Herald-Dispatch photo by Sholten Singer President Jerry Gilbert speaks as student organizations at Marshall University unite for a candlelight vigil regarding social injustices on Wednesday, Oct. 5, 2016, at the Memorial Student Center Plaza in Huntington.
Herald-Dispatch photo by Sholten Singer
President Jerry Gilbert speaks as student organizations at Marshall University unite for a candlelight vigil regarding social injustices on Wednesday, Oct. 5, 2016, at the Memorial Student Center Plaza in Huntington.

HUNTINGTON, W.Va. — As America yells at itself about whose lives matter, Marshall University freshman Derek Rankin offered a simple solution for how to bring all sides to the table.

“There shouldn’t be sides,” said Rankin, an African-American student from Huntington and president of Alpha Phi Alpha’s Nu Nu chapter. “The phrase ‘black lives matter’ often gets switched around to say only black lives matter, and that’s not the case. It’s just that right now, black lives don’t tend to matter as much as other lives do.”
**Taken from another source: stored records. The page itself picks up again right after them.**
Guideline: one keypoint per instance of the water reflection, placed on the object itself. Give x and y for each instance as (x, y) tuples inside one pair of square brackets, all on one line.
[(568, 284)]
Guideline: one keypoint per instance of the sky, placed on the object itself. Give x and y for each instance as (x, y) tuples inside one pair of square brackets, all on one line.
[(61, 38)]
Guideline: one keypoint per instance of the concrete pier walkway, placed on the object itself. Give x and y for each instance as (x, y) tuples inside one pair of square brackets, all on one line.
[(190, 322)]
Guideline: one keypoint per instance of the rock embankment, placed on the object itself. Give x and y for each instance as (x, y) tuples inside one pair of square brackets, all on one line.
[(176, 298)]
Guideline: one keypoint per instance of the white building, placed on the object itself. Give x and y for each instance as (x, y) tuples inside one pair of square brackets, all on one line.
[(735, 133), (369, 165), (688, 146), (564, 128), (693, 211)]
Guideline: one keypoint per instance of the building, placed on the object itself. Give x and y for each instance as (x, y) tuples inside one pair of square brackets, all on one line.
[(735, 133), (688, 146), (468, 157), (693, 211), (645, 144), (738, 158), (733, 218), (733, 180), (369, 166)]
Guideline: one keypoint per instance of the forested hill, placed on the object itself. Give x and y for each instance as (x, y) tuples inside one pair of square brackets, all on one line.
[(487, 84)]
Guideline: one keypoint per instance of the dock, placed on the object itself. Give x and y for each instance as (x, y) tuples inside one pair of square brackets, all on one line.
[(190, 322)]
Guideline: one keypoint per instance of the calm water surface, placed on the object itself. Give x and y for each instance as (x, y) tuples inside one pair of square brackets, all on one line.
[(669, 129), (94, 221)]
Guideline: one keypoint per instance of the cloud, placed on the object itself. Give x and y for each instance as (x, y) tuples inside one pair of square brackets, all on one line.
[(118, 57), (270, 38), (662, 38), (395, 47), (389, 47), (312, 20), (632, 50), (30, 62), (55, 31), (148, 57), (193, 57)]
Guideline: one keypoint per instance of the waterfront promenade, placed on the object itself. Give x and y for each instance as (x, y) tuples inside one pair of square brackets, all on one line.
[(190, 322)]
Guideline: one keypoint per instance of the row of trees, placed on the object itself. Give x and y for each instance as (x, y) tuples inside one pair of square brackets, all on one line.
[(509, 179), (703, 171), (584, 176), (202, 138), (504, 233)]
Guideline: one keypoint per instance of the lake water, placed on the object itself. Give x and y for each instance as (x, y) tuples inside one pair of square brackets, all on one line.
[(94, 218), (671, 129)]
Rankin and around 30 students and faculty gathered on the Memorial Student Center Plaza Wednesday for a candlelight vigil in remembrance of those recently killed during police encounters across the country, regardless of race, color, ethnicity or religion.

 “It doesn’t have to be violent to protest, and it doesn’t have to be violent to stand in solidarity with somebody,” Rankin said. “You can do it peacefully, lovingly, and we can pass peace around just by lighting a candle.”

Marshall President Jerome Gilbert was on hand with a few words of support, reaffirming the university’s commitment to inclusion and dialog and voicing his support for the beliefs behind “black lives matter.” The vigil falls in the middle of Marshall’s “Community Policing Week,” during which the university sponsors open dialog and seminars between the student body and local law enforcement.

“(Marshall) is doing a fine job making sure that tensions and relations between police officers and students on campus go fairly well,” Rankin commented, adding the university has its flaws like any other. “We can’t really fix those (flaws). All we can do is try to bring awareness to them.”

 In a time of high racial tension, Rankin said it’s especially important for solidarity to build within the youth and on the college campus.

“We are the future, so change starts with us,” Rankin said. “It’s too late to try to change people older than us. There needs to be a central focus on our generation, because it’s going to be our world soon.”

Community Policing Week continues Thursday with the “Ask the Chiefs” luncheon at noon in the Memorial Student Center’s Room BE5. The town-hall style meeting is open to the public, and will open for questions with local police chiefs, state troopers, sheriff’s deputies and Huntington mayor Steve Williams and law enforcement about social justice issues in the community.